200 Amsterdam Avenue Saved From the Chopping Block
New York City developers collectively sighed with relief when 200 Amsterdam, a mixed-use, high-rise building on Manhattan’s Upper West Side, was saved from the guillotine when a New York State intermediate appellate court reversed a lower court’s decision that retroactively revoked the developer’s building permit for an as-of-right development. The affirmance of the controversial ruling, issued by the New York County Supreme Court on February 27, 2020, would have resulted in the demolition of more than 20 top floors of the fully-constructed 668 feet high 55-story tower.
On September 27, 2017, the New York City Department of Buildings (DOB) issued a building permit to Amsterdam Avenue Redevelopment Associates LLC, a joint venture between SJP Properties and Mitsui Fudosan, to construct 200 Amsterdam. After the validity of the permit was twice approved by the New York City Board of Standards and Appeals (BSA), the Committee for Environmentally Sound Development (CFESD) commenced a special proceeding in the New York County Supreme Court seeking to annul BSA’s determination, vacate the DOB-issued permit, and remove a bulk of the skyscraper’s top floors. On February 27, 2020, the Court granted CFESD’s request and, on March 3, 2020, the developer appealed.

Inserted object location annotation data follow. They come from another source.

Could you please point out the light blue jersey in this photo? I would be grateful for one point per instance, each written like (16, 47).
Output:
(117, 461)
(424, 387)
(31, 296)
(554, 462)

On appeal, the developer, one of the appellants in the proceeding, sought review of the February 27th decision to determine whether a DOB-issued building permit that was affirmed by BSA can be retroactively invalidated by a trial court based on the court’s new interpretation of Section 12-10(d) of the New York City Zoning Resolution.
Section 12-10(d), a fundamental part of New York City’s zoning scheme, defines the area of land DOB must use to assess a project’s compliance with various zoning requirements, such as limitations on building height. Almost from the time of its adoption in 1977, DOB had consistently interpreted this section to mean that “a single zoning lot … may consist of one or more tax lots or parts of tax lots.”
In reversing the February 27th decision, the Appellate Court found that Section 12-10(d) of the Zoning Resolution was “ambiguous.” Nevertheless, the court held that BSA “rationally interpreted” Section 12-10(d) to allow the developer to include “partial tax lots” in its declared “zoning lot” based on DOB’s “longstanding interpretation” of this section of the Zoning Resolution.
The Appellate Court decision is positive news for the real estate development community. Had the lower Court’s decision been affirmed, the decision would have hampered the development of new construction projects, jeopardized the viability of the existing ones, and threatened already constructed and occupied buildings. In addition, the affirmance may well have suppressed future financing of and investment in New York real estate development, thus rocking an already shaken development market.
Zetlin & De Chiara LLP represented New York Building Congress, Inc., a New York City-based not-for-profit trade organization that promotes real estate development and construction in New York City, as amicus curiae in the appeal. Michael Zetlin was the lead attorney on the filing with assistance from Max Rayetsky.